Back in December 2017, Smit’s naked body was discovered on a sixth-floor balcony after plunging several stories from a luxury apartment. Straits Times, a Malaysian paper, reported.. The case immediately made international headlines, not just because of her young age and modeling career, but also because of the circumstances surrounding her final hours. According to Malaysian outlet The Star, American Bitcoin investor Alexander Johnson and his wife admitted they had a sexual encounter with Smit on the night she died.
In 2019, the case seemed closed when a coroner officially ruled her death a “misadventure,” concluding there was no evidence of foul play. That ruling was devastating for Smit’s family, particularly her mother, who filed an appeal almost immediately. Later that same year, a judge overturned the coroner’s finding and declared that Smit’s death had in fact been “caused by a person.”

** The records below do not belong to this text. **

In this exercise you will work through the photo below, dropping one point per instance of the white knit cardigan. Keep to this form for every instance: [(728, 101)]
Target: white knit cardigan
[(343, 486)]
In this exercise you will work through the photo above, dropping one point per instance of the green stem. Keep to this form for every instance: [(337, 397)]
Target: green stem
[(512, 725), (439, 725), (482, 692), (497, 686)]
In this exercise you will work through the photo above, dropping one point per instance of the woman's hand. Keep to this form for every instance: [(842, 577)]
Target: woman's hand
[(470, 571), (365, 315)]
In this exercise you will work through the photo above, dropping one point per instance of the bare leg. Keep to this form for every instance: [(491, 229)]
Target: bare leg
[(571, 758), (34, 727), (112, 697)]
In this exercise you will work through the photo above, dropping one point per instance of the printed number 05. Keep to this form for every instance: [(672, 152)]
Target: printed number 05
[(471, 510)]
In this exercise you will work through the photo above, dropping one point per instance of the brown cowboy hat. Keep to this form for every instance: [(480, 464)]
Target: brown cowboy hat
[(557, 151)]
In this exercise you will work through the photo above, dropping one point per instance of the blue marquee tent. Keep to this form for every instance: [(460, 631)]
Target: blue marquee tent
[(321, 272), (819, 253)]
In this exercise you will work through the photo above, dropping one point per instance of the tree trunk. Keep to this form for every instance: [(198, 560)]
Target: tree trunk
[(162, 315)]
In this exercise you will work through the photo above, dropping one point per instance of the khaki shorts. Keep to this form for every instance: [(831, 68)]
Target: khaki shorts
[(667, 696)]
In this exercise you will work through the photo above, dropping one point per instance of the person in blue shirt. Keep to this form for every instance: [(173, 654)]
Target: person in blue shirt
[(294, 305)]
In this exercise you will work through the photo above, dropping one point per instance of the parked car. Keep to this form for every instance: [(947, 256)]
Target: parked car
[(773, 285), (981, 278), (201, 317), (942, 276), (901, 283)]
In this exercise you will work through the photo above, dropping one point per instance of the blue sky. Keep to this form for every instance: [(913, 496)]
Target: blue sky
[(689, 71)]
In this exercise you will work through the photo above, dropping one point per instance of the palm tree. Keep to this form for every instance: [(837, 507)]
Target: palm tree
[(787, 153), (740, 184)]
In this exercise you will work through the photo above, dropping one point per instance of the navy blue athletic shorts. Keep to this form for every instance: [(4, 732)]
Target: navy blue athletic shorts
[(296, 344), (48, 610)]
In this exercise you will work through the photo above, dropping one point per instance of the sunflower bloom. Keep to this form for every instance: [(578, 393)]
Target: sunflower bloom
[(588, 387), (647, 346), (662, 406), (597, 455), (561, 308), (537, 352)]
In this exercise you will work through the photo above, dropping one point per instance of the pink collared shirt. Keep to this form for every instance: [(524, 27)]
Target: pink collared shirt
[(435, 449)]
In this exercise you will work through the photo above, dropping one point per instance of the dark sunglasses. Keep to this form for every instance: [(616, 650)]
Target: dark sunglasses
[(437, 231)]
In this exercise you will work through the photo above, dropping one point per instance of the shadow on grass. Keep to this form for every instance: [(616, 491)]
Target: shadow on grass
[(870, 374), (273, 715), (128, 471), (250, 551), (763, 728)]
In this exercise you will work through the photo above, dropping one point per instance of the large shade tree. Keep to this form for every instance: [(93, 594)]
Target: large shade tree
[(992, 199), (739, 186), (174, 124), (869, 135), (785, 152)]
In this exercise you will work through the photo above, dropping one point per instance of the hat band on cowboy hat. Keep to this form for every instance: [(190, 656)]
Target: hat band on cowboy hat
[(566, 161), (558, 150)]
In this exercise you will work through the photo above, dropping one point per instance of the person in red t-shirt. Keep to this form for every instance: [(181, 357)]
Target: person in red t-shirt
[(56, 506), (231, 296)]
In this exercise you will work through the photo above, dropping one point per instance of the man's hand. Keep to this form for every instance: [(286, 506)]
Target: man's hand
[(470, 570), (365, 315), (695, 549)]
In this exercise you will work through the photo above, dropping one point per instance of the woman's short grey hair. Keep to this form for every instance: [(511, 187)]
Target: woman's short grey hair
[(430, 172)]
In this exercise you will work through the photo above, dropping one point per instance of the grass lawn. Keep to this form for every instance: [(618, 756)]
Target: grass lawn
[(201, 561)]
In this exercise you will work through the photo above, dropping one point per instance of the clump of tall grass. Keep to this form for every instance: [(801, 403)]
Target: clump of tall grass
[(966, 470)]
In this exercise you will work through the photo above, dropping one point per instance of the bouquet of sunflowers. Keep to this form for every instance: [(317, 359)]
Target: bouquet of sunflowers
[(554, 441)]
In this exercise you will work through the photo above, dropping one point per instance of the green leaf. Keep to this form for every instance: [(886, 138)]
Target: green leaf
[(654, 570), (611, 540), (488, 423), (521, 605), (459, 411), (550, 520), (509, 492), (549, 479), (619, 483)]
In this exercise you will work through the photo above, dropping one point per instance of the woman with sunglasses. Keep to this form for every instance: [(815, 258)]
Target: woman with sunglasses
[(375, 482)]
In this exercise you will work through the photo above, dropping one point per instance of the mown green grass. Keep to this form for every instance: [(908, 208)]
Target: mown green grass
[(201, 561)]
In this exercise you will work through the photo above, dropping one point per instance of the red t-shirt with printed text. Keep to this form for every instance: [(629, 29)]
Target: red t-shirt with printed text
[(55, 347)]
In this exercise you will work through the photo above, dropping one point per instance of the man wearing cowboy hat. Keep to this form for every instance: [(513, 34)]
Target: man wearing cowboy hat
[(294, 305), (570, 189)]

Frustrated with how the case was handled, Smit’s mother went a step further in 2020, filing a lawsuit against Malaysia’s Inspector General of Police. She argued that authorities had failed to properly investigate her daughter’s suspicious death, leaving too many questions unanswered.
Now, after years of back-and-forth, Judge Roz Mawar Rozain has ruled in her favor. On July 29, the court awarded Smit’s mother 1.1 million Malaysian ringgit in damages—roughly $235,000—and ordered police to reopen the investigation into her daughter’s death. The ruling also requires authorities to keep the Attorney General’s Chambers updated every three months on the progress of the investigation, ensuring accountability this time around.
“This judgment is historic and sets an example of the responsibility that senior police officers and authorities must shoulder in conducting proper investigations into unnatural and suspicious deaths,” said the family’s lawyer, Datuk Sankara Nair, speaking to reporters after the decision. He praised the ruling as a breakthrough not only for Smit’s family but also for how similar cases might be handled in the future.

For years, speculation has swirled around what really happened that night in Kuala Lumpur. While officials initially brushed off suggestions of foul play, Smit’s family remained adamant that the truth had not been uncovered. They argued the inconsistencies in the evidence, coupled with the bizarre circumstances of her fall, pointed to a cover-up or at least a severely flawed investigation.
With the case now officially reopened, Smit’s mother is finally closer to the answers she’s been fighting for since 2017. Whether the new probe will uncover fresh evidence or simply confirm what many already suspect remains to be seen, but the ruling has at least given the family renewed hope that justice might still be possible.